3. Discussion
Neuroblastoma is the second most common abdominal mass in children after
Wilms’ tumor [4]. It is a neuroendocrine tumor that originates from
sympathetic ganglion cells. The most common location for neuroblastoma
is on the adrenal glands usually in the adrenal medulla, though it can
arise anywhere in the sympathetic nervous system. Neuroblastoma is
slightly more common in boys than in girls with a sex ratio of
1.2:1[5]. Generally, neuroblastoma has no clinical symptoms unless
they invade surrounding organs or metastasize. Unique features of these
neuroendocrine tumors are the early age of onset, the high frequency of
metastatic disease at diagnosis, and the tendency for spontaneous
regression of tumors in infancy [6]. Common sites of metastases are
lymph nodes, bone, and the liver [7]. Neuroblastoma often presents
late, with non-specific signs including an abdominal mass or pain,
complications of metastasis to orbits such as proptosis or peri-orbital
bruising, unexplained fever and weight loss, anemia, or bone pain
[7]. The most important clue for early diagnosis before biopsy or
resection is the presence of hypertension. However, currently in our
hospital, there is no device to measure blood pressure for young
children so that we did not take blood pressure in this case.
Hypertension is likely because of the combined effects of tumor
secretion of catecholamines, tumor compression of the renal vasculature,
and further activation of the renin-angiotensin aldosterone system.

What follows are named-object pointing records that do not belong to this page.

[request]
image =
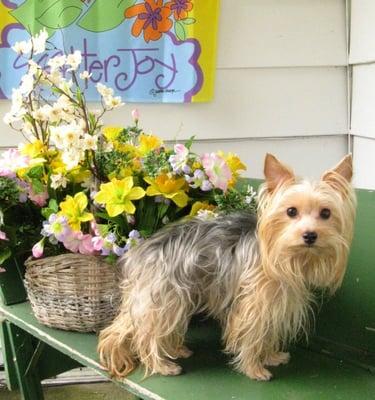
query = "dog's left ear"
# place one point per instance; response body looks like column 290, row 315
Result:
column 344, row 169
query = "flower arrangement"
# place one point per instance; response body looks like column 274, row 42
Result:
column 78, row 186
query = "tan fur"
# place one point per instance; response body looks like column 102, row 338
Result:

Checking urine catecholamine levels (vanillylmandelic acid and
homovanillic acid) is very helpful to further correlate these with the
possibility of neuroblastoma [8]. CT Scan often shows a large mass
extending across the midline, engulfing abdominal vessels and
dislocating surrounding structures [4]. In this case, there was a
mass of the adrenal gland with the feature consistent with
neuroblastoma.
The prognosis of neuroblastoma varies depending on whether the tumor has
spread or metastasized (such as to the liver or bone) [4]. Despite
the younger age of onset, which is usually a favorable prognostic
indicator, PTD has a high-risk disease, based on his n-MYC status and
metastasis to cortical bone [9].
Management of high-risk disease includes induction chemotherapy, local
control with surgical resection and radiation, consolidation, and
maintenance phases. It has a poor prognosis, with a 5-year survival
between 40 – 50% [10].
PTD’s case shows the importance of keeping an open mind to a range of
differentials, particularly when these include serious diseases. It also
illustrates the need to examine the entirety of a child’s social
situation to ensure there are no limitations to comprehensive care
during treatment: PTD was presented to the hospital with six hours of
increased work of breathing on a background of two days of rhinorrhea,
cough and bruising around his right eye. His father is a drug addict.
So, our first impression of his condition could be a case of ”child
abuse”. However, after a careful physical examination, we did not detect
any additional bruises on his body. So, we eliminated ”child abuse” in
our diagnosis.
PTD has now completed his induction chemotherapy. He is living well with
his grandmother. Our hospital has to provide financial supports to
ensure he is able to attend future appointments and interventions.